され申した……この表現であってるかしらん。
「ほれ」
脇にいた門番どもに、隊長さんをくれてやる。
大慌てで抱えた連中に「んじゃ、そういうことで、通らせてもらうね。文句があるなら掛かってきていいけど?」
門番たちは気絶している隊長さんとあたしを、忙しく見比べている。
一生懸命考えてるんだね。でも、門を通ろうとする人たちに難癖付けてワイロをせびっているような奴らに、なにかする度胸なんてないよね。

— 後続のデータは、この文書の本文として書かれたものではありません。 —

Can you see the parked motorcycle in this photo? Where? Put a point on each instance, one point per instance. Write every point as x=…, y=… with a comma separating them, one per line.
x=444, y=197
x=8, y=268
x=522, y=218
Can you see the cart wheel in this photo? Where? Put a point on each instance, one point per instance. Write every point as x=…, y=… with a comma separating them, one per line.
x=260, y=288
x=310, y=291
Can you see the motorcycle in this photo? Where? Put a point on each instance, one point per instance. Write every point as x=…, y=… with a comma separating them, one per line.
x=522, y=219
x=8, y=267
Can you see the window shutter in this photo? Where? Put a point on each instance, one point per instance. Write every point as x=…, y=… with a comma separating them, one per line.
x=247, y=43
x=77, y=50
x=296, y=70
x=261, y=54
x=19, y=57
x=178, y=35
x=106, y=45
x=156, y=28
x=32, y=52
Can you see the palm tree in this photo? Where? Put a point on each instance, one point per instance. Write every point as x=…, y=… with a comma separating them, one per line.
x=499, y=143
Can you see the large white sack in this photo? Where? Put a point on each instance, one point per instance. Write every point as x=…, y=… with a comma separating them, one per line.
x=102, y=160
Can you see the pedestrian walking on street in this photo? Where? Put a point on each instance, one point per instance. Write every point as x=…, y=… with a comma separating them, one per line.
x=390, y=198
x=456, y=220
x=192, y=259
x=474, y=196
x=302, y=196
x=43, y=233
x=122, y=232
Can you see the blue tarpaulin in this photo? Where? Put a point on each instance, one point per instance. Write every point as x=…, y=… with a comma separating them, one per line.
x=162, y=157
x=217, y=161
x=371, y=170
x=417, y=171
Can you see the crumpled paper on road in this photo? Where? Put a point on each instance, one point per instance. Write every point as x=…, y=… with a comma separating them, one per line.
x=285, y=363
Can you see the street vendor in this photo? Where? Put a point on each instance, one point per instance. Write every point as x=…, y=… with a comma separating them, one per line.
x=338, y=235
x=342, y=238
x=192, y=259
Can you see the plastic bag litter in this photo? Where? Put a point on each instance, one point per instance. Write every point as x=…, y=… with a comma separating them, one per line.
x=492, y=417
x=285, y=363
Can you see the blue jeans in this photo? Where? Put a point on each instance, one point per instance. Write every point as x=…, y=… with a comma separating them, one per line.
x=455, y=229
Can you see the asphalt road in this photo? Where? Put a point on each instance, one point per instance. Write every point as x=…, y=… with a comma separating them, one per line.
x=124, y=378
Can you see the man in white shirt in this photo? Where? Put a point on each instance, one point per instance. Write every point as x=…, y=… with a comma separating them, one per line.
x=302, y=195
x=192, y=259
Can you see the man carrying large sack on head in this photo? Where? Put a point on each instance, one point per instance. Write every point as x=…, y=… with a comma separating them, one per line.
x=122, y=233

馬車に合図すると、半ば呆れている御者の中年男と、目をキラキラさせてあたしを見ている若い息子が近づいてくる。
「みーよ、行かないの?」
「ちょっとだけ待ってて。すぐに済むから」
みーよが、とりあえず寝かされている隊長さんの前に例の前かがみのポーズを取る。
「そんなヤツ、治す価値なんて……」
やさしく、でも、キッと睨まれちゃった。テヘ。
杖が光り、片手はヤツの顔へ。
ほのかな光がヤツを照らし、腫れあがった顔が治っていく。
やがて、隊長さんは、目を開けた。
「ごめんなさいね、わたしの付き人が。でも、アグフの事は、本当の事なの。よろしいですわね?」
言外に“これ以上騒ぐなら、わたしはあの娘をもう止めないよ”と書いてあるのが見えた。
あたしにも見えたし、隊長さんにはスゴクはっきりと見えたらしい。
ブルブルブルと何度も頷く隊長。そう、素直がよろしい。
ついでに、セコイ悪事も、もう止めにしない?
止めたかどうか、そのうち抜き打ちで見に来てやろうかしらん。
もう、誰もあたしたちを止める者はいない。
ようやく、あたしたちは街の中に入った。